With the R33 and R34, the clutch packs are preloaded and will be destroying themselves with the fuse pulled and the system inop. So, you have to disconnect the front driveshaft on those models to make it RWD.

Also, other systems are tied into and use the same sensors. As a result, when one becomes inop, the others do to. With the R32, ABS and Attessa share sensors, so when you pull the fuse and use only RWD, you get an ABS light.

With the Attessa-ETS, Hicas, ABS and it work together and you get those warning lights when it's fuse is pulled, but as mentioned, don't do that unless you disconnect the front driveshaft on them.


----------



## turboslippers (Nov 2, 2003)

'190 mph and all of a sudden the car went into 
4WD'

Um...that would be quite bad! lol

A few years ago a DB7 jumped off the rollers at Dunton Ford and embedded itself in a wall before doing a similar floor paint melting exercise.

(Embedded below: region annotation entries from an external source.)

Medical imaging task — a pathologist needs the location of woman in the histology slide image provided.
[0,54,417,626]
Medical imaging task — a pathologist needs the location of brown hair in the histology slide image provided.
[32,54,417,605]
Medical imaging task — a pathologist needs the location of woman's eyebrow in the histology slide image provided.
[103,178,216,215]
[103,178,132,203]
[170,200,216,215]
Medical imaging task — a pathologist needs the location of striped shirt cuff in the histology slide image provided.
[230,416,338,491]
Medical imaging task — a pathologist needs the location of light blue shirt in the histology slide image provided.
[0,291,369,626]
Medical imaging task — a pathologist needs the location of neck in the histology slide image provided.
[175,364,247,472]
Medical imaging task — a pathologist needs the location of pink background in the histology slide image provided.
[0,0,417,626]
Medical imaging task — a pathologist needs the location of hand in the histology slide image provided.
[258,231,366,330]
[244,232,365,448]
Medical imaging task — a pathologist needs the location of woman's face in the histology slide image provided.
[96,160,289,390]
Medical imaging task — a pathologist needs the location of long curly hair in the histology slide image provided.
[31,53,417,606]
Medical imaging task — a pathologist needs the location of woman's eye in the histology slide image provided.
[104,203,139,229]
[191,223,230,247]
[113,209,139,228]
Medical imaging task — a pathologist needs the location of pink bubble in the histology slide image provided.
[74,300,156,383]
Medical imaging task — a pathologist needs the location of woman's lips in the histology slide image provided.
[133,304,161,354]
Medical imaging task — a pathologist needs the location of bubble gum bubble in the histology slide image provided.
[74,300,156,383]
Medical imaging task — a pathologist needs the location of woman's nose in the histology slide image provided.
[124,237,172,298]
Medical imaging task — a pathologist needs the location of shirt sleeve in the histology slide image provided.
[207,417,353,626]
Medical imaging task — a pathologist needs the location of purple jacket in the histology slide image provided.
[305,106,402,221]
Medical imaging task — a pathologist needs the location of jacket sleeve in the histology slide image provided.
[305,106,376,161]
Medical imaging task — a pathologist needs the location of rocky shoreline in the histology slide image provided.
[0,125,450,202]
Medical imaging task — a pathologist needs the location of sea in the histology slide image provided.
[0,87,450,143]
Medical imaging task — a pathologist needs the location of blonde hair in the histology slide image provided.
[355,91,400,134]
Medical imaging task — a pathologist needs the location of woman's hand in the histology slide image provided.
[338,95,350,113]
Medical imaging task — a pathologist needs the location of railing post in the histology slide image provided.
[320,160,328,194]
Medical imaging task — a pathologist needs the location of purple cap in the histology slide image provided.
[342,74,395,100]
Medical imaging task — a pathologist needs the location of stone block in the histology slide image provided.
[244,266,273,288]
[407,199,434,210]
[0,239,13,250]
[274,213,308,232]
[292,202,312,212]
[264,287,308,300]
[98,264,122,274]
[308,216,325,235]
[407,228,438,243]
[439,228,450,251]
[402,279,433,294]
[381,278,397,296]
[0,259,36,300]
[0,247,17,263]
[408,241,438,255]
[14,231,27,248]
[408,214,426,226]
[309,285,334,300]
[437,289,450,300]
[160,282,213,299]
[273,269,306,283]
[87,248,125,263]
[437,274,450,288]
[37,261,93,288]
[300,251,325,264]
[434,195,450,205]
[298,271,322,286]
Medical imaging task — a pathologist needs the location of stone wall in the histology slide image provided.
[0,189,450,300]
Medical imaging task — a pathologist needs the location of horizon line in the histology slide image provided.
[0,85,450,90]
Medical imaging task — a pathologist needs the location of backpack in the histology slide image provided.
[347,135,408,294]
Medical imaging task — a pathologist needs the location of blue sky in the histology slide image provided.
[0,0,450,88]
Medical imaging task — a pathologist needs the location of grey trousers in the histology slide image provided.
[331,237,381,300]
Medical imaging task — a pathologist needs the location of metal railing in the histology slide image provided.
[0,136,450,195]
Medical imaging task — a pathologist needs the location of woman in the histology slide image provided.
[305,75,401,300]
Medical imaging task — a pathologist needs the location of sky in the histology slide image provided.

Now got rather sturdy swing gates infront of every set of rollers just in case it ever happens again.


----------



## Cord (Aug 21, 2002)

*Re: never trust the HKS torque controller*



keith said:


> *On the last run the car hit about 8000 revs and almost 190 mph and all of a sudden the car went into
> 4WD on it own,Rod was sitting in the passenger seat,well his eyes nearly popped out of his head.
> 
> take the propshaft off every time
> ...


Wondered how long before this story popped up!!

Take Keiths advice, if you are going on the rollers get the prop out or it WILL end in tears.

But I am fond of the rolling stall technique, then having a bit of tail happy fun


----------